È molto frenata, potrebbe offrire tanto di più, anche a Monza, sebbene negli ultimi anni si sia un po’ riscattata. I privati vogliono mettersi in correlazione con i Comuni, ma spesso c’è diffidenza o sciatteria da parte degli enti pubblici. Vorrei che la Brianza fosse più energica e produttiva, sul fare cultura. Va detto che in tutta Italia non ci sono regioni che brillano. In Veneto, da dove arrivo, città come Vicenza, Verona e Padova non offrono nulla. E sono cittadine importanti. L’autonomia che hanno in Trentino e Sardegna offre occasioni importanti, ma sono comunque periferiche. È qui che dovrebbe essere lo snodo, ma non è così. E siccome non si capisce qual è il problema, non c’è nemmeno una soluzione.

Il museo di questi anni è stato non solo opere d’arte, ma un progetto totale che ha riguardato anche l’ambiente, le strutture, le scale, le vetrine, gli allestimenti, persino il dietro le quinte dell’arte è diventata arte. Arte organica, verrebbe da dire. È così?
Ogni mostra è una persona, ha un nome proprio. Le mostre che sono transitate sono ognuna diversa dall’altra. E mi piace fare vedere il lavoro che sta dietro una mostra, la sua progettazione. Non si tratta di portare opere e metterle giù. Ma anche quali opere e dove, per esempio, e perché. Anche per valorizzare la stessa struttura, che tutti riconoscono essere bellissima. Bisogna tornare a fare vedere tutto.

Per esempio?
Inserendo anche oggetti che non fanno parte dalla mostra ma che servono a innescare qualcosa che non sia convenzionale. Fornire al pubblico qualcosa che non si aspetti. Pur restando scientificamente rigorosi.

Una mostra fra tutte quelle fatte?
Non posso scontentare nessuno. Prediligo però quelle defilate. Quelle di risulta. Magari quelle fatte anche solo con una bacheca come l’“Eterno compresso”. Sarebbe bello arrivare a fare venti piccole mostre in una volta.

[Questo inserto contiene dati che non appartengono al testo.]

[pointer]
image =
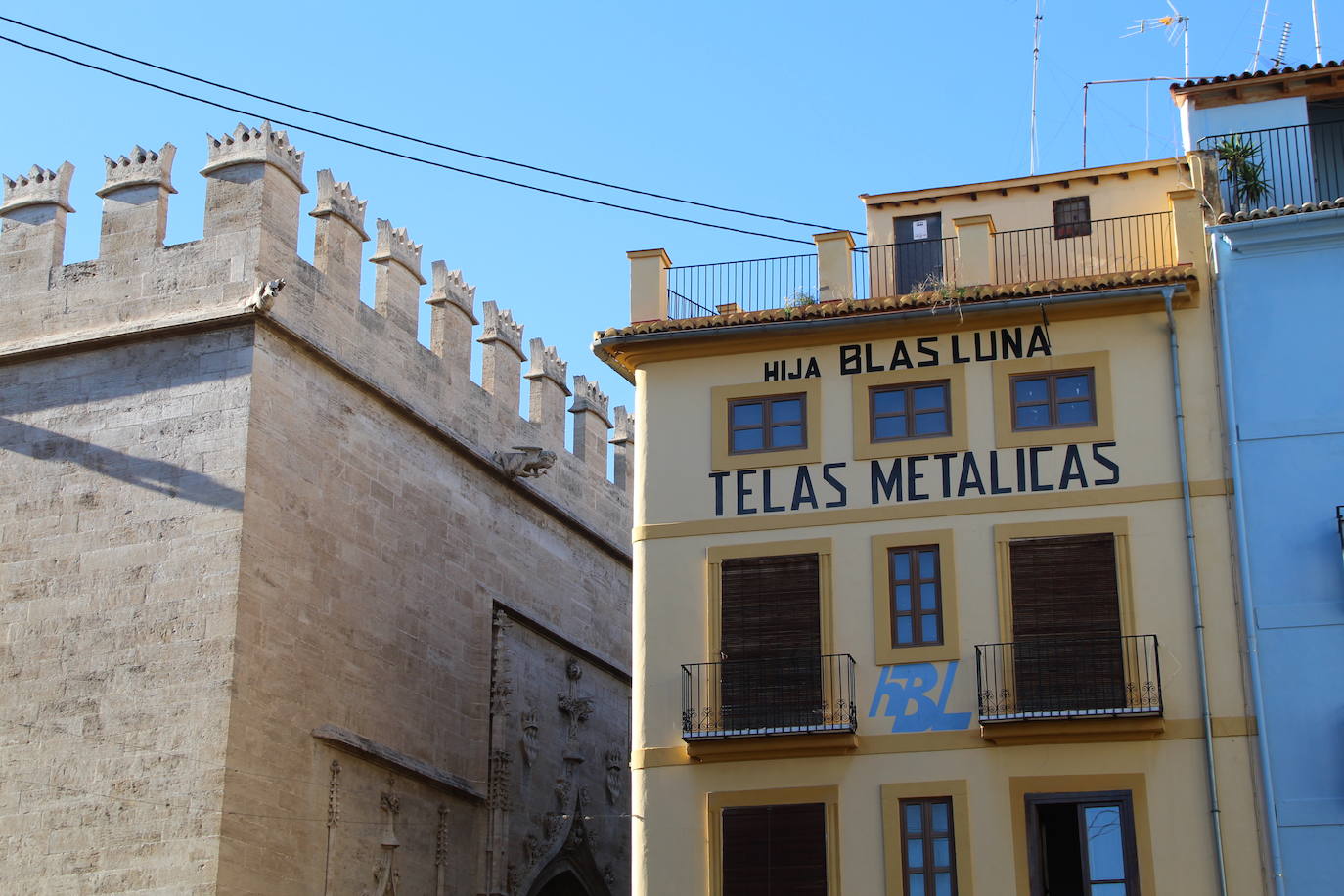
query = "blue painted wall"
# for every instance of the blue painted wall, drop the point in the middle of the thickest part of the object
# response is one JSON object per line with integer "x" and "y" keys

Oppure amo quelle sugli archivi dell’arte, che sono tantissimi e che potrebbero costruire tante mostre.

E la scena artistica del territorio?
Ehm. Mi sembra di conoscerla poco. Ma forse c’è poco. Designer sì. Ma artisti? C’è l’accademia di Brera, ma qui non si capisce. Forse vengono calamitati da Milano. Ma non c’è nemmeno spirito di aggregazione. Non ci sono spazi , come accade altrove, di artisti per gli artisti. O non ne sono a conoscenza o non ci sono. Insomma, un ambito lacunoso. Perdurano ancora alcuni artisti mid career. Ma i nuovi? Dopo Bonalumi, dopo Piemonti e altri ? Domani su cosa lo basiamo il museo? Se il territorio non offre siamo obbligati a cercare altrove.